Addiction begins as a pursuit of pleasure, enjoyment, or relief from actual or perceived ailments; however, over a period of time more involvement with the substance or activity (such as gambling, eating, or sex) is needed to feel normal. In other words, you start doing it to feel good and then have to continue doing it to keep from feeling bad.
However we define it, humankind has been experimenting with mind-altering substances ever since we first discovered that grapes would ferment into wine. Since then, we’ve used our intellect, imagination, and ability to create myriad new ways to alter our consciousness through the use of addictive drugs and behaviors. Unfortunately, some people develop serious problems when they go down this road. It has often been said that in the beginning of this deterioration, the use of drugs sometimes “gets in the way of the person’s life.” Later on, “life gets in the way of the person’s drug use.”
Forty million Americans ages twelve and older have an addiction involving nicotine, alcohol, or other drugs, making addiction a disease affecting more Americans than heart conditions, diabetes, or cancer, according to a five-year national study released in June of 2012 by The National Center on Addiction and Substance Abuse at Columbia University (CASA Columbia). Another eighty million people are at-risk substance users—using tobacco, alcohol, and other drugs in ways that threaten health and safety.
The report, Addiction Medicine: Closing the Gap between Science and Practice, reveals that while seven in ten people with diseases such as hypertension, major depression, and diabetes receive treatment, only about one in ten people who need treatment for addiction involving alcohol or other drugs receive it. Of those who do receive treatment, most do not receive anything that approximates evidence-based care.

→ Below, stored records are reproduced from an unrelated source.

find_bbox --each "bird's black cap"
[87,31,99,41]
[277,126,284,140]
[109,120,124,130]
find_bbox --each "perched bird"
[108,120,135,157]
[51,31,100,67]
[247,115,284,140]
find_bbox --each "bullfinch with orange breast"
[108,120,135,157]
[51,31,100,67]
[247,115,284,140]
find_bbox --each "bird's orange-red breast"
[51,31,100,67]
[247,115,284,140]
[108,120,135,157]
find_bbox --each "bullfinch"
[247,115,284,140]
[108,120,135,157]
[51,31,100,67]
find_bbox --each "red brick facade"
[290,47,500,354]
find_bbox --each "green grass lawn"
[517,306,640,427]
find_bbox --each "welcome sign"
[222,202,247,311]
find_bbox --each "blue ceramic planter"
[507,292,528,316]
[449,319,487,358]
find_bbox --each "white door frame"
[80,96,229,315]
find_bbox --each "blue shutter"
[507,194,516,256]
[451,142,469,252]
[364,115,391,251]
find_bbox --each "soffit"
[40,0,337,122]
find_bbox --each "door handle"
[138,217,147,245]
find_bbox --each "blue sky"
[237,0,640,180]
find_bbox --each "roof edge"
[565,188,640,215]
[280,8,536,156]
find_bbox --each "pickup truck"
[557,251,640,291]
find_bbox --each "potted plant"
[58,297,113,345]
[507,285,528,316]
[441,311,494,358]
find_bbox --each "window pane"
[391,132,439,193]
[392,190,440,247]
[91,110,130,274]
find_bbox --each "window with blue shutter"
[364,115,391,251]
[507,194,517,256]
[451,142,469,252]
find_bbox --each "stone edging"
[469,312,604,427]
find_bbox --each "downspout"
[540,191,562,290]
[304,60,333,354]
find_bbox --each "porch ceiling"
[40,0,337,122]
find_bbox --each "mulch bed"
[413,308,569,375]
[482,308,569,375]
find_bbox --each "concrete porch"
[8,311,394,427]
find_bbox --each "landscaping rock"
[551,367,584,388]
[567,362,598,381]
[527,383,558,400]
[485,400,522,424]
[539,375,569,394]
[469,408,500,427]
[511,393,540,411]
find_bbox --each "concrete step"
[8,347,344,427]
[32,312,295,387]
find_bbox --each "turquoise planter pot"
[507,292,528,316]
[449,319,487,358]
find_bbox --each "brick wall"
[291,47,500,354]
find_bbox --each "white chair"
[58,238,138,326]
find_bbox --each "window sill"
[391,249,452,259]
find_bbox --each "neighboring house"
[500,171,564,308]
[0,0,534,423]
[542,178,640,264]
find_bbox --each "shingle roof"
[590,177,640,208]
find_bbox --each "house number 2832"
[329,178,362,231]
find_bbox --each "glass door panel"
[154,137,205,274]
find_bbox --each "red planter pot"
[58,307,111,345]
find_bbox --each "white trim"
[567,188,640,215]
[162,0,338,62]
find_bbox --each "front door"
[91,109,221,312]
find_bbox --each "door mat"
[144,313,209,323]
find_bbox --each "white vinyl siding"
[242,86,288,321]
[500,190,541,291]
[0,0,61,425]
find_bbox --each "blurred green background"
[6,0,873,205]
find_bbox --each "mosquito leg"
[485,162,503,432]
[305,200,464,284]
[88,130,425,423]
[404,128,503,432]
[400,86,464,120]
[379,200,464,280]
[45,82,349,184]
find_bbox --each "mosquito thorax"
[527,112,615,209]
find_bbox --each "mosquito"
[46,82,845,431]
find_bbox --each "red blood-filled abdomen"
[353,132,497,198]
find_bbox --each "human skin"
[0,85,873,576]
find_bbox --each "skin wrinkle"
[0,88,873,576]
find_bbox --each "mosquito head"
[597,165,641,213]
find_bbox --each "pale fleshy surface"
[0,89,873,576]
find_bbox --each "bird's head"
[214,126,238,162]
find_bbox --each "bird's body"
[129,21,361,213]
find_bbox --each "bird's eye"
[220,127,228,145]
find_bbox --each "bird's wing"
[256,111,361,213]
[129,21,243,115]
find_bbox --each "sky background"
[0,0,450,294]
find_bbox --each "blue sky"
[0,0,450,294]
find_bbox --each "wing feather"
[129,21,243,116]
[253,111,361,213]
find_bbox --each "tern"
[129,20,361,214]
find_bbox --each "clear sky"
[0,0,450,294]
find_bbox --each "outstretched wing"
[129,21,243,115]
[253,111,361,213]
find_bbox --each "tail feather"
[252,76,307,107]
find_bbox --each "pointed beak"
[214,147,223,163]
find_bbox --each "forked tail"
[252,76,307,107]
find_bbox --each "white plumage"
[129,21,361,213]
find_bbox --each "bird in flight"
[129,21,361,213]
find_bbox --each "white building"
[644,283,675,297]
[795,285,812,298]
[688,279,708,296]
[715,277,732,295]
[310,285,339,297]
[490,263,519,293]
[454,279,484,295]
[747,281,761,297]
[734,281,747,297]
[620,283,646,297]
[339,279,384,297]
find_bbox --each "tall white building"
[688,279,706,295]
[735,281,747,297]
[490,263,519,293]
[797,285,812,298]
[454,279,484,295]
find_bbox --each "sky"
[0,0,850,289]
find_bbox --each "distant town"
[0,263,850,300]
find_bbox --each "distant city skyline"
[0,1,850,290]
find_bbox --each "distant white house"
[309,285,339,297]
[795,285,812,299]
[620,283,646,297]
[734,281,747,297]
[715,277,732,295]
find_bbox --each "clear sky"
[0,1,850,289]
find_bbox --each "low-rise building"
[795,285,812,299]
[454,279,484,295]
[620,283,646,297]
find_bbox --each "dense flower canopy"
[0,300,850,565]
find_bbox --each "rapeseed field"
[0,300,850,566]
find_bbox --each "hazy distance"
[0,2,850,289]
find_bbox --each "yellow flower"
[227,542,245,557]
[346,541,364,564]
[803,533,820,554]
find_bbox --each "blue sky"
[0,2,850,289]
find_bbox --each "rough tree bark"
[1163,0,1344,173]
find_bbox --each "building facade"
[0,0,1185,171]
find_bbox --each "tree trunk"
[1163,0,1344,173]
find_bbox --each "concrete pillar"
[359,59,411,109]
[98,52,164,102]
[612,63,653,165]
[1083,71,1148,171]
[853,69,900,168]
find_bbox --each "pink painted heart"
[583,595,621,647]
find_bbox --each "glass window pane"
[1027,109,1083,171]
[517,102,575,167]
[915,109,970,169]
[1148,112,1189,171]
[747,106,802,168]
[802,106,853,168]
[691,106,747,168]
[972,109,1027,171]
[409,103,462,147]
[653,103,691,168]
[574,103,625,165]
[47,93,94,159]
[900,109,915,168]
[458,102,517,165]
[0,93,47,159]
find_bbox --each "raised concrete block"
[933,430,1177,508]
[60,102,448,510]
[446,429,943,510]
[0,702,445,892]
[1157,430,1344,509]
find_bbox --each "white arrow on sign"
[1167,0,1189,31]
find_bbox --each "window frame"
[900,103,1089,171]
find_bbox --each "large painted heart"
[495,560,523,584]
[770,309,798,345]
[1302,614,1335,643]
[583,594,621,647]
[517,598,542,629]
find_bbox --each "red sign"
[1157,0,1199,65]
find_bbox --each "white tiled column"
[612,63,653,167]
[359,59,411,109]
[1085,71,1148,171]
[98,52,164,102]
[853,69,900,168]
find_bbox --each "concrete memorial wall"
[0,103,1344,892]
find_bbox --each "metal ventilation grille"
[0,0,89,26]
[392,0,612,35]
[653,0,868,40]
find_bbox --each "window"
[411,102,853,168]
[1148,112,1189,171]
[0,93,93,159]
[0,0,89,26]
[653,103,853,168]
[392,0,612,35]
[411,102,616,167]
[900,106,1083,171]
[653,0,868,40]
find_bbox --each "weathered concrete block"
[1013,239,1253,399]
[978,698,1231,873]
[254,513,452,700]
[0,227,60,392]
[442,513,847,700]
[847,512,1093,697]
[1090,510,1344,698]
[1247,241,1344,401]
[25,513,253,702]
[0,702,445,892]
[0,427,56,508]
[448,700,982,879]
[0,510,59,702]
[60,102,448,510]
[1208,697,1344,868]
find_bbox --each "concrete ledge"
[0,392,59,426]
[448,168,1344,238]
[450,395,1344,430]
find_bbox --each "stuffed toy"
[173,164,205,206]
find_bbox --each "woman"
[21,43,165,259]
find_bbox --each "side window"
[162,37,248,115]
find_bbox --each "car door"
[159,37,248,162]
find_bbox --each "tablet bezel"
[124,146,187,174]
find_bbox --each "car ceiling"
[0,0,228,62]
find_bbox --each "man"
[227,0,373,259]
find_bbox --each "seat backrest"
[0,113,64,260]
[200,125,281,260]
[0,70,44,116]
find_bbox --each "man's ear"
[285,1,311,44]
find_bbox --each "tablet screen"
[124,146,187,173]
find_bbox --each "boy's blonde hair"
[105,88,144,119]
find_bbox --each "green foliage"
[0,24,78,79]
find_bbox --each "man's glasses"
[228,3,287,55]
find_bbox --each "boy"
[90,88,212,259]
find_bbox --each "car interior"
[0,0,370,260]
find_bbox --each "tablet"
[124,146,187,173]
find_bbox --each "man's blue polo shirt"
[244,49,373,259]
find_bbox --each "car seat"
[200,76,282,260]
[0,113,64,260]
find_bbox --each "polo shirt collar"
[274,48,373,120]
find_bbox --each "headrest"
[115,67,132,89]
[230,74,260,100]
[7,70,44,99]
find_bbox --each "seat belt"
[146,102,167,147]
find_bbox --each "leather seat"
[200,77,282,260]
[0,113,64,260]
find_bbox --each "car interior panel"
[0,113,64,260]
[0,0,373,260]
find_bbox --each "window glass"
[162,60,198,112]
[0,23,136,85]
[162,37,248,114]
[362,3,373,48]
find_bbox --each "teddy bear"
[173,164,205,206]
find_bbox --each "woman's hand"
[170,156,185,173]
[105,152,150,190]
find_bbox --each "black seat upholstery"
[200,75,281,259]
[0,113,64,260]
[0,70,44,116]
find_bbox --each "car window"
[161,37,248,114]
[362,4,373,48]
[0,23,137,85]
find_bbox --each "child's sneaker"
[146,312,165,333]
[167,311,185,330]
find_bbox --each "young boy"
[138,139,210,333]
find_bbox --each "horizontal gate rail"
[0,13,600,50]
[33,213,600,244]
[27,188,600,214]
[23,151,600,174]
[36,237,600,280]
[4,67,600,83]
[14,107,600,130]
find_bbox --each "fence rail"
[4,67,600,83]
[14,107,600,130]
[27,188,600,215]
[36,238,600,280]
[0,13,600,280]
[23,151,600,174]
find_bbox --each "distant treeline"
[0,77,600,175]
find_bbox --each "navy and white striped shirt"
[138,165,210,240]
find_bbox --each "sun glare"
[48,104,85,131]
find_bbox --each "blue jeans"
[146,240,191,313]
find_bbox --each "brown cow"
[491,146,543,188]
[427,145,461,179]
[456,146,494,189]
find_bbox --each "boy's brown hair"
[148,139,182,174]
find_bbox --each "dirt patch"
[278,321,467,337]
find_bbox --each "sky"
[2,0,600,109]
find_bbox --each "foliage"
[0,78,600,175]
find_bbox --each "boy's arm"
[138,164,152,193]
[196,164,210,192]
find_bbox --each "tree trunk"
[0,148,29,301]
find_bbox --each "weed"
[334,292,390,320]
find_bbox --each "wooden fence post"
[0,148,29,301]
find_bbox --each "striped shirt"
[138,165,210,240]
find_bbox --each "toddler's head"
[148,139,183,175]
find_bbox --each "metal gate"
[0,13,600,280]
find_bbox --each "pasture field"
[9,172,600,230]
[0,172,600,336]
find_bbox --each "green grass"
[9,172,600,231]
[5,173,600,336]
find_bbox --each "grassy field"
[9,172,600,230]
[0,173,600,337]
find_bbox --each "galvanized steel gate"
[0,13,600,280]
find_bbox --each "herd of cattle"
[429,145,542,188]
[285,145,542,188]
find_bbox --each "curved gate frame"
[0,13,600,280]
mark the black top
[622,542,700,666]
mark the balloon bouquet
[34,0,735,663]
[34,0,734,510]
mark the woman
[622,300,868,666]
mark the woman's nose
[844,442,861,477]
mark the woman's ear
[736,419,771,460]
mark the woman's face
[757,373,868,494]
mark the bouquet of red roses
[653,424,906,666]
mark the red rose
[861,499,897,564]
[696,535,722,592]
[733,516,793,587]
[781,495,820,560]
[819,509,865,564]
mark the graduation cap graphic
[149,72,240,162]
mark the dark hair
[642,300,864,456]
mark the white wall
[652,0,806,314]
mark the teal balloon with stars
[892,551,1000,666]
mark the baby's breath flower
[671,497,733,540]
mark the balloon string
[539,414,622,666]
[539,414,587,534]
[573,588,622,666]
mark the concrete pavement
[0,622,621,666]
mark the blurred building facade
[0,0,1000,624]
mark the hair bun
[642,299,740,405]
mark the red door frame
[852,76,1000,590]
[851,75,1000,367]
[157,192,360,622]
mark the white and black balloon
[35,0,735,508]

The CASA Columbia report found that addiction treatment is largely disconnected from mainstream medical practice. While a wide range of evidence-based screening, intervention, treatment, and disease-management tools and practices exist, they are rarely employed. The report exposed the fact that most medical professionals who should be providing treatment are not sufficiently trained to diagnose or treat addiction, and that most of those providing addiction treatment are not medical professionals and are not equipped with the knowledge, skills, or credentials necessary to provide the full range of evidence-based services.
Throughout my many years as a physician working in this field, it has been disappointing to observe that so many well-meaning therapists seem to know relatively little about the biological and medical aspects of addiction. The consequences of this lack lead to suboptimal care and treatment for this very vulnerable patient population. I wrote The Therapist’s Guide to Addiction Medicine: A Handbook for Addiction Counselors and Therapists to help improve the integration of the medical and counseling components of addiction treatment. This book provides the essential biological and medical knowledge that a counselor should have if he or she desires to work effectively in helping clients recover from the disease of addiction.